Species of flowering plant

Chenopodium giganteum, also known as tree spinach, is an annual, upright many-branched forb with a stem diameter of up to 5 cm at the base, that can grow to a height of up to 3 m.

==Description==
The younger leaves of Chenopodium giganteum are hairy with a magenta colour and the older become green. The rhombic to ovate formed lamina can have a surface of up to 20 x 16 cm. The inflorescence consists of terminal panicles with hermaphrodite flowers, which are wind pollinated. The flowers contain 5 perianth leaves and 5 stamens. The flowering period begins in August. The seeds have a diameter of 1.5 mm. The number of chromosomes is n=54.

==Habitat and distribution==
Chenopodium giganteum belongs to the same genus as quinoa or Chenopodium album. Many species of this genus have a long history of domestications as grain, vegetable or forage crops. Therefore, genetic relationships and place of origin are hard to determine. Chenopodium giganteum has two main subspecies: one originating from India the other from America.

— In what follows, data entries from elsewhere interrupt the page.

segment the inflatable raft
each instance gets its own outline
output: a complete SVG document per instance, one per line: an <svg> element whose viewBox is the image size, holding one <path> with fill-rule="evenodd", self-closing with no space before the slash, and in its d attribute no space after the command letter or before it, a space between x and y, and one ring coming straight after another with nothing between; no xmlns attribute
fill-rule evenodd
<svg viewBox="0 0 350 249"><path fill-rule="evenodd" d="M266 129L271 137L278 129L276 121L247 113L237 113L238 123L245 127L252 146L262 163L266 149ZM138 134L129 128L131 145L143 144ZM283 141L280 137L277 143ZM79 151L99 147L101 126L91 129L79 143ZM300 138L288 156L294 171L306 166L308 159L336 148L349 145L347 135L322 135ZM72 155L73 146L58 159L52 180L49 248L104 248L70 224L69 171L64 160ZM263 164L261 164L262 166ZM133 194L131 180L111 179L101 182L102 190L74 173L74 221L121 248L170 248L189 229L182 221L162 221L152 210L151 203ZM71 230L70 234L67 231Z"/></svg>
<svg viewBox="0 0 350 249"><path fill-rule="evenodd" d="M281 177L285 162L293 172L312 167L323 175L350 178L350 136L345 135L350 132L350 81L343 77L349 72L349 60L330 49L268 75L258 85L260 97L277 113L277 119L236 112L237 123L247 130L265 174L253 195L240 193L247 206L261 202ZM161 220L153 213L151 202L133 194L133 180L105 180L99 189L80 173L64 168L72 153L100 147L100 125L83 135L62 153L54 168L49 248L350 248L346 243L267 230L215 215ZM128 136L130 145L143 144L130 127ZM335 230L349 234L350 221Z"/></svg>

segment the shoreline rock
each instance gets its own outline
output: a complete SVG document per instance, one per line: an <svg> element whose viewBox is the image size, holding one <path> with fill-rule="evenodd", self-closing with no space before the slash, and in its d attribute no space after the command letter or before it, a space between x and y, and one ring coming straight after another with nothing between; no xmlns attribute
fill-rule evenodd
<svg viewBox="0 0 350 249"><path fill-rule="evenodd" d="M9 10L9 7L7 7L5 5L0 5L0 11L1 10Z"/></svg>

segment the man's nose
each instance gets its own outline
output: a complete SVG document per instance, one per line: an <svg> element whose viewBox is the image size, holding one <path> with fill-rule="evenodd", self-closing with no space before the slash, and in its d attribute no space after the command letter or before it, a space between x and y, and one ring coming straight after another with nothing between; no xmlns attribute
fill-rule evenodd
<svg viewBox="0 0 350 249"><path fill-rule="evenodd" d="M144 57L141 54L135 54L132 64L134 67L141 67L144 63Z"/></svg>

It grows well in Mediterranean environment but needs full or partial shade. Chenopodium giganteum does not have high requirements on soil quality. Furthermore, it shows weedy characteristics such as fast growth and rapid spreading. In a few countries, such as Germany and Slovakia, Chenopodium giganteum has been reported as a neophyte. The commercial cultivation of Chenopodium giganteum is nearly inexistent. But because of its stable and high yield Chenopodium giganteum could be a plant of the future.

==Use==
The young shoots and leaves of Chenopodium giganteum can be eaten cooked like spinach, another member of the Amaranthaceae. Most of the oxalic acid and saponins are removed during the cooking process, especially if boiled for 2 minutes at 100 °C (212 °F). However, the leaves are also edible raw in lower quantities, for example as a salad. The seeds can be prepared similar to rice or quinoa or can alternatively be ground into flour, which is then mixed with cereal flour for bread making.

Due to the partially pink coloured leaves, Chenopodium giganteum also has an ornamental value.

==Nutrition==
As common for species of the family Amaranthaceae, the plants contain some amounts of saponins and oxalic acid, which in high concentrations can have negative health impacts on humans (e.g. Hemolysis or Kidney stone disease).